The advice about utf-8 encoding is a bit incomplete. While adding <meta charset="utf-8" /> is a good idea, it's also important to make sure that the webserver isn't sending an http Content-Type header that's something other than utf-8.
In HTML5, the browser is supposed to not sniff the document for a meta charset if the server headers specify a charset in the Content-type.
I've been scraping some Japanese sites lately and this has been a minor annoyance. Content-Type rarely has the encoding and Requests doesn't default to UTF-8 so you get mojibake for EUC-JP and UTF-8 unless you intervene.

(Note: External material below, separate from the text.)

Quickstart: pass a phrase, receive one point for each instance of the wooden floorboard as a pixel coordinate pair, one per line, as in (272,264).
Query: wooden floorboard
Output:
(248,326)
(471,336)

Am I the only one on Linux that has Firefox able to display any characters correctly (e.g. in this case the Japanese chars, arabic/russian chars on some other pages, etc...), but Chrome not being able to at all? (it's since months that I scan websites while writing a prototype sw and it's always been like this when I did some random checks in the browsers)
I had these issues on Fedora, especially around emoji. Firefox was fine but Chrome was not. I ended having to play around with some font settings to force chrome to use noto fonts.
Yeah, you should probably report that somewhere, probably to your distribution maintainer (assuming you're talking about a distro Chromium build, and not Google's Chrome blob).
Google distributes Chrome on Linux on tens of millions of devices every year, it displays fonts just fine for almost everyone.
> Thx - but yes, it's really Chrome and Gentoo (my distro) downloads of course Chrome's blob => weird that I have this problem, isn't it?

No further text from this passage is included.